建設アスベスト訴訟 建材メーカー5社に賠償命令 京都地裁
建設現場でアスベストを吸い込み、肺がんなどになったとして、京都府内に住む作業員や遺族などが建材メーカーに損害賠償を求めている集団訴訟で、京都地方裁判所はメーカーの責任を認め、5社に対してあわせて2億2400万円余りを支払うよう命じました。
建設現場で働いていた京都府に住む70歳から81歳の作業員など4人と、亡くなった元作業員26人の遺族は、長年にわたって建設現場でアスベストを吸い込み、肺がんや中皮腫などになったとして、建材メーカー16社に対して賠償を求めています。

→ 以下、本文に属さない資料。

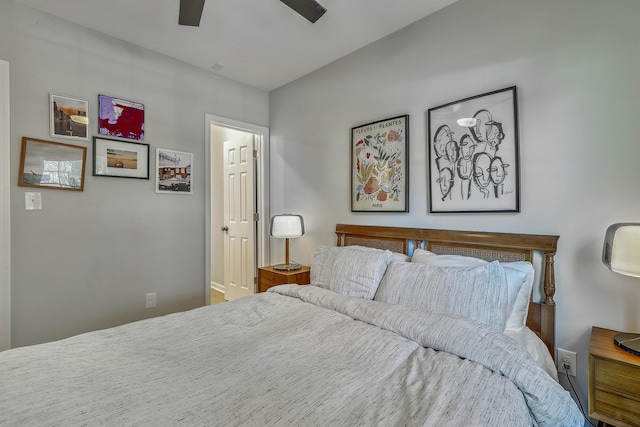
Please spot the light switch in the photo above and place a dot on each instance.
(32, 201)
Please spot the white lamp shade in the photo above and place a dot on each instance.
(621, 251)
(287, 226)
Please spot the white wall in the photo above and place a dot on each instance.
(87, 259)
(576, 65)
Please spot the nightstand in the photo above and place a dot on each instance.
(268, 277)
(614, 381)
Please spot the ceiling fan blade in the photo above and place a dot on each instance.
(190, 12)
(310, 9)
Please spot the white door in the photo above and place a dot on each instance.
(239, 223)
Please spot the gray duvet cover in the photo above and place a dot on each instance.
(298, 355)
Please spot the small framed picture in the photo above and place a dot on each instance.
(173, 171)
(120, 159)
(47, 164)
(120, 118)
(379, 166)
(68, 117)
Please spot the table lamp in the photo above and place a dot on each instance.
(621, 254)
(287, 226)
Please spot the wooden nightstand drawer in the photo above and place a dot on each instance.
(625, 380)
(614, 381)
(268, 277)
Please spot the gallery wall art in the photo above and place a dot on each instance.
(473, 154)
(379, 166)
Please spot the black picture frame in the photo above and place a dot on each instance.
(120, 159)
(380, 166)
(473, 154)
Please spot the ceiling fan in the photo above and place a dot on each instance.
(191, 10)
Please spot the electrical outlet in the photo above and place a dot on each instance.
(566, 357)
(150, 301)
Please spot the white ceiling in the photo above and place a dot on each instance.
(262, 43)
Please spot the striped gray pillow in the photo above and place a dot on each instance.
(350, 270)
(477, 293)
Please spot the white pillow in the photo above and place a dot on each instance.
(519, 278)
(478, 293)
(350, 270)
(399, 257)
(536, 348)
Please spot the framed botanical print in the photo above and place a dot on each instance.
(473, 154)
(379, 166)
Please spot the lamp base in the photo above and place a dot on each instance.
(628, 342)
(287, 267)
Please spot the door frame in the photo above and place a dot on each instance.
(5, 201)
(262, 190)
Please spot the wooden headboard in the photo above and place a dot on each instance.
(486, 245)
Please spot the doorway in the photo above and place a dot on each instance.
(219, 130)
(5, 224)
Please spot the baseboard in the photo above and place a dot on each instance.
(217, 287)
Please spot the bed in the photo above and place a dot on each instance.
(367, 343)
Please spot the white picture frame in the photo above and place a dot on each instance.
(68, 117)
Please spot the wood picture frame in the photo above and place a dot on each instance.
(120, 159)
(68, 117)
(473, 158)
(53, 165)
(173, 171)
(379, 166)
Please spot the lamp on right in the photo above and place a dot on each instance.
(621, 254)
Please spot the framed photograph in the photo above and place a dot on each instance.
(120, 159)
(173, 171)
(47, 164)
(473, 154)
(68, 117)
(379, 166)
(120, 118)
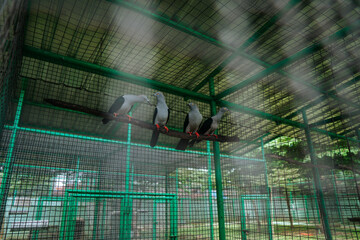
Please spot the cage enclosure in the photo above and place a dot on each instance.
(284, 163)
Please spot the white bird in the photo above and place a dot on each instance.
(160, 118)
(210, 125)
(123, 105)
(191, 125)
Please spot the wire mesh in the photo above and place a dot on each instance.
(288, 69)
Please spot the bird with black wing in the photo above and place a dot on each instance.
(191, 125)
(160, 117)
(124, 104)
(210, 125)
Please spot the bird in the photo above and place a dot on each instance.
(123, 105)
(210, 125)
(160, 117)
(191, 125)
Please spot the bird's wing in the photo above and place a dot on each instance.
(205, 126)
(117, 104)
(154, 116)
(186, 123)
(168, 116)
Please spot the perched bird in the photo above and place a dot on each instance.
(160, 118)
(210, 125)
(191, 125)
(123, 105)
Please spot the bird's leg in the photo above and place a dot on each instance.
(130, 118)
(166, 128)
(197, 135)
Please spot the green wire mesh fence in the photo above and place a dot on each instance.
(287, 70)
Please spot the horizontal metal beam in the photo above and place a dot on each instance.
(111, 73)
(323, 98)
(248, 42)
(281, 64)
(178, 26)
(277, 119)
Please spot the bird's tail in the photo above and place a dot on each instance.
(105, 120)
(182, 144)
(192, 142)
(154, 138)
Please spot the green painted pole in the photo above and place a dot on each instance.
(317, 180)
(218, 177)
(166, 207)
(63, 218)
(176, 206)
(268, 200)
(125, 203)
(130, 207)
(243, 219)
(307, 209)
(336, 196)
(190, 215)
(208, 148)
(182, 211)
(9, 162)
(77, 172)
(317, 205)
(102, 233)
(354, 27)
(154, 220)
(38, 217)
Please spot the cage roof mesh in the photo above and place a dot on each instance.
(275, 57)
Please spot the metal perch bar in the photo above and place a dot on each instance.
(172, 133)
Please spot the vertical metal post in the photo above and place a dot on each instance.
(316, 200)
(166, 206)
(77, 172)
(208, 148)
(125, 203)
(103, 220)
(9, 163)
(154, 219)
(38, 217)
(316, 174)
(176, 206)
(336, 196)
(307, 209)
(218, 177)
(243, 218)
(268, 202)
(130, 207)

23日の判決で、京都地方裁判所の松山昇平 裁判長は「遅くとも昭和50年にはアスベストの危険性は予見可能だったと認められ、みずからが製造販売した建材の危険性や回避する手段について警告する義務があった」と指摘しました。
そのうえで「市場での製品のシェアがおおむね10%以上だった建材は建設現場で使用されていた可能性が高い」として、5社の責任を認め、あわせて2億2400万円余りを支払うよう命じました。
一方で、解体工だった3人の元作業員について、「建材メーカーは建物の解体に関わる立場になく警告義務を負っていたとはいえない」と指摘するなど、一部の原告の訴えを退けました。
建設現場でのアスベスト被害をめぐっては、元作業員たちによる集団訴訟で、おととし(2021年)5月に最高裁判所が国と建材メーカーの賠償責任を認める判決を出し、国とは各地で和解が進む一方、建材メーカー側とは争いが続いています。
【原告“全員救済されず残念”】
判決のあと、原告が京都市内で会見を開き、受け止めを話しました。
訴えが認められた遺族の北村せつ子さん(79)は、判決のあとの会見で、「30人の被害者全員が勝訴すると確信していた。なぜ全員認められないのか悔しい思いで、不満に感じている」と話しました。
一方、遺族の中村祐之(49)さんは、解体工をしていた父親の被害が認められませんでした。
中村さんは「みな同じ現場で働いてきた仲間であり、訴えを全面的に認めてほしかった。まだこれからも被害者は訴え出てくると思うので、建材メーカーはきちんと責任を認めてほしい」と話していました。
弁護団の村山晃 団長は「判決は、建材メーカーの責任を断罪しており、一定の評価はしなければならない。責任が認められた企業は速やかに救済に応じるように厳しく申し上げたい。一方で、全員が救済されなかったことは残念でならない。救済の道筋を切り開いていくことが我々の責任であり、歩みを止めるわけにはいかない」と話していました。